Me complace también recordar a los vivos, especialmente a mis venerables hermanos Miroslav Stephen Marusyn, ahora arzobispo, nombrado secretario de la Congregación para las Iglesias Orientales, que durante mucho tiempo desempeñó admirablemente el oficio de vicepresidente de la comisión, y también al obispo Aemilio Eid, hoy vicepresidente, que llevó el trabajo a un resultado muy feliz. Después de ellos, recuerdo al estimado Ivan Zuzek, sacerdote miembro de la Sociedad de Jesús, que, como secretario de la comisión desde el principio, mostró un esfuerzo decidido. Recuerdo a otros que, como miembros patriarcas, cardenales, arzobispos y obispos; ya sea como consultores y colaboradores en los grupos de estudio y otras tareas, cumplieron su parte a un alto precio. A continuación, recuerdo a los observadores que, con motivo de la deseada unidad de todas las Iglesias, fueron invitados de las Iglesias Ortodoxas, y fueron de gran ayuda por su presencia y colaboración muy útil. 

Con gran esperanza confío en que este Código sea "felizmente puesto en acción en la vida cotidiana y que ofrezca un auténtico testimonio de reverencia y amor por el derecho eclesiástico", como esperaba Pablo VI, de bendita memoria (AAS 66 [1974] 247), y establecerá un orden de tranquilidad en las Iglesias orientales, tan claro en la antigüedad, que, cuando promulgué el Código de Derecho Canónico de la Iglesia latina, deseé con ánimo ardiente para toda la sociedad eclesial. Es una cuestión de orden que, atribuyendo las partes principales al amor a la gracia, al carisma, hace, al mismo tiempo, una progresión ordenada de las mismas, tanto en la vida de la sociedad eclesial como en la vida de los individuos que pertenecen a ella (AAS 75 [1983] Parte II, xi). 

"La alegría y la paz con la justicia y la obediencia" obtienen también el favor de este Código y "que todo lo que manda la cabeza sea observado en el cuerpo" (ibid., xiii), para que, con la fuerza unida de todos los miembros, la misión de la Iglesia en su conjunto se expanda y el Reino de Cristo, el "Pantokrator", pueda establecerse más plenamente (cf. Juan Pablo II, alocución a la la Curia Romana, 28 de junio de 1986, AAS 79 [1987] 196). 

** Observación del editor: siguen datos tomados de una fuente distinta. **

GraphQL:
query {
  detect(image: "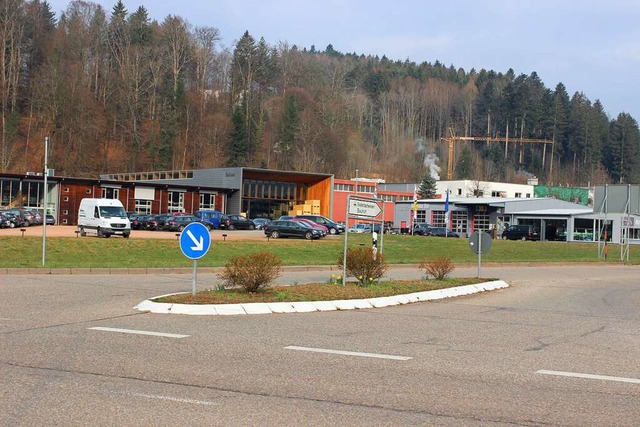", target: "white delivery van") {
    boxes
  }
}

Imploro a Santa María siempre Virgen, a cuya benévola vigilancia he confiado repetidamente la preparación del Código, que suplique a su Hijo con la oración materna para que el Código se convierta en vehículo de su amor, que fue espléndidamente demostrado desde el corazón de Cristo atravesado por la lanza en la cruz, según el Apóstol San Juan, el testigo espléndido, que debe implantarse interiormente en el corazón de toda criatura humana. 

Y así, habiendo invocado la Gracia Divina, apoyado en la autoridad de los los benditos apóstoles Pedro y Pablo, viendo con buenos ojos el conocimiento y los deseos de los patriarcas, arzobispos y obispos de las Iglesias orientales que han colaborado conmigo con espíritu colegial, y habiendo usado la la plenitud de la autoridad apostólica de la que estoy dotado, por esta, mi Constitución, para que esté en vigor en el futuro, promulgo el presente Código tal como ordenado y revisado, y ordeno y decreto que obtenga fuerza de ley para todas las Iglesias Católicas Orientales. Lo entrego a los jerarcas de estas mismas Iglesias para que lo observen con cuidado y vigilancia. 

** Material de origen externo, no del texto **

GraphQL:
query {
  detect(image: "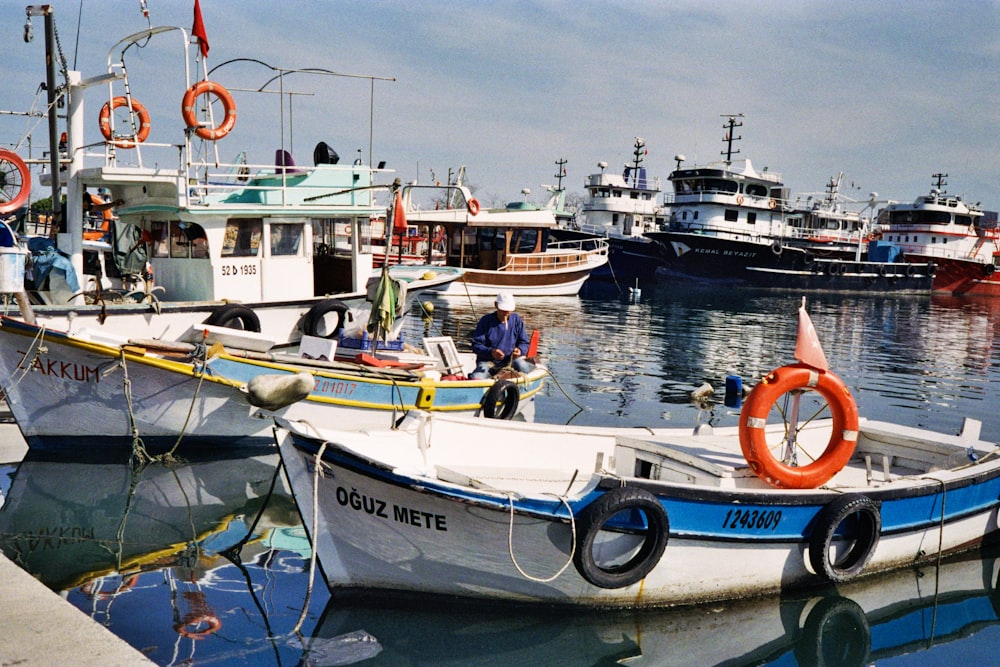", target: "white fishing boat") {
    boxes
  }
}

[878,173,1000,296]
[402,185,608,296]
[0,6,459,342]
[276,308,1000,607]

Sin embargo, para que todos aquellos a los que corresponde puedan tener un examen minucioso de las prescripciones de este Código antes de que entren en vigor, decreto y ordeno que comience a tener fuerza de ley a partir del 1 de octubre de 1991, fiesta de la Protección de la Santísima Virgen María en muchas de las Iglesias orientales. 

No hay nada en contra digno una mención especial.

Exhorto a todos los fieles a cumplir estos preceptos propuestos con corazón sincero y buena voluntad; sin duda no hay nada que sirva más excepcionalmente a las Iglesias orientales que el cuidado disciplinado de las almas de los fieles cristianos, para que florezcan cada vez más y cumplan con el deber que se les ha encomendado bajo el patrocinio de la gloriosa y bendita María siempre Virgen, que es llamada verdaderamente "Theotokos" y se destaca como la exaltada Madre de toda la Iglesia. 

Dado en Roma, junto a San Pedro, el 18 de octubre de 1990, 13 de mi Pontificado.